To illustrate this discovery in watch form, Vacheron Constantin created the mechanical self-winding calibre 2460 RT, which was designed, developed, and created in the brand's manufacture over the course of three years. It includes two complications, manifested in the form of a three-dimensional 'Earth' raised above the dial of the watches. The Earth rotates on its axis once every 24 hours, the same amount of time as a mean solar day.
Plus, a second complication allows the Earth to make one complete orbit around the sun in exactly 365.2421898 days, the length of one tropical year. This extreme precision means that the complication requires a one-day correction only once every 8, 000 years, which is no mean feat to achieve mechanically—proof of Vacheron Constantin's mastery over horological engineering.
And although all three watches in the Métiers d'Art Copernicus celestial spheres 2460 RT collection bear the same movement, they all look completely different, thanks to Vacheron Constantin's use of métier d'art decorations. Each of the three watches comes with a dial crafted using a different métier d'art created by Vacheron Constantin's master craftsmen. The dials are all inspired by the design of the 17th century Harmonica Macrocosmica, an important and beautifully decorated map of the skies drawn by Dutch-German cartographer Anderas Cellarius.
At the centre of each dial rests a smiling picture of the sun, carved out of pink gold. But that's where the similarities end. The rest of the dials are decorated using different decoration techniques, namely champlevé Grand Feu enamel, hand-engraving on precious metals, and engraving on sapphire crystal.
The three-dimensionality of the watches is enhanced by the raised globe and the hand-carved golden sun at the heart of each dial
The first technique, champlevé Grand Feu enamel, is done on a carved gold base. Numerous layers of pigment are meticulously laid down and fired at 850 degrees Celcius. The enamelling process here is made especially difficult by the 12 zodiac signs on the outer rings of the dial, which each have to be formed using stencils and finished with a quill pen before being filled in with a fine enamelling brush. Once we take into consideration that a portion of the dials will crack during the firing process, the amount of work that goes into this dial becomes even more apparent.
Each layer of enamel pigment must be metifulously hand-painted on by a master craftsman before being fired at 850 degress Celcius.
The second dial is completely carved out of white gold, with the 12 signs of the zodiac intertwined around each other. When viewed under a microscope, the incredible details of the hand-carving start emerge. The tight curls of the Taurus and the flowing mane of the Capricorn undoubtedly require a steady hand to be formed with such precision. Even the orbiting Earth has microscopic curlicues engraved onto the ocean areas to indicate the ebb and flow of their currents.
It takes years of training before an engraver can achieve the level of control needed to produce a work with this level of detail and finish.

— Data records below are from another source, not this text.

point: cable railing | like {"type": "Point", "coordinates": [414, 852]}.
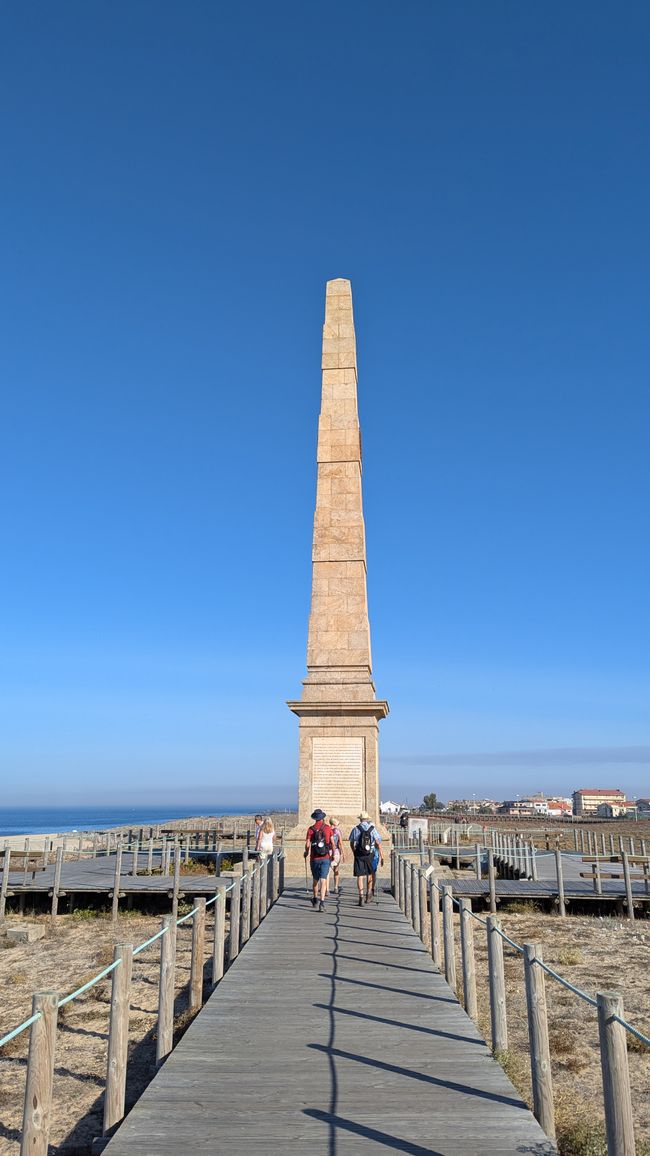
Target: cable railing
{"type": "Point", "coordinates": [252, 895]}
{"type": "Point", "coordinates": [422, 898]}
{"type": "Point", "coordinates": [157, 860]}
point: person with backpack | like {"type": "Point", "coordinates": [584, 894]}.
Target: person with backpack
{"type": "Point", "coordinates": [338, 856]}
{"type": "Point", "coordinates": [364, 840]}
{"type": "Point", "coordinates": [265, 836]}
{"type": "Point", "coordinates": [318, 846]}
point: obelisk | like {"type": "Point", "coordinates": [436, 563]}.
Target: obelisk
{"type": "Point", "coordinates": [339, 711]}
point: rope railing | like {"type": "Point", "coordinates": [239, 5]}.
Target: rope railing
{"type": "Point", "coordinates": [415, 891]}
{"type": "Point", "coordinates": [137, 950]}
{"type": "Point", "coordinates": [252, 895]}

The final dial uses a novel technique, carving shapes into two different sides of transparent sapphire crystal. Given that sapphire crystal is usually prized for its scratch-resistant properties, the engraving process must have been no easy task. The shapes are first etched into the back of the crystal using an innovative laser technique, and a master craftsman then futher sculpts the raised motifs by hand. The front of the crystal is also laser-engraved with constellations before being daubed with glowing Super-Luminova. The crystal is laid over a hand-painted blue underdial to enhance the contrast and three-dimensional qualities of the sapphire crystal dial.
The watches in the Métiers d'Art Copernicus celestial spheres 2460 RT collection are not only the result of years of research and development into actually making the timepieces, but also of centuries of human inquiry into the nature of our universe.
And that, perhaps, is the most satisfying part.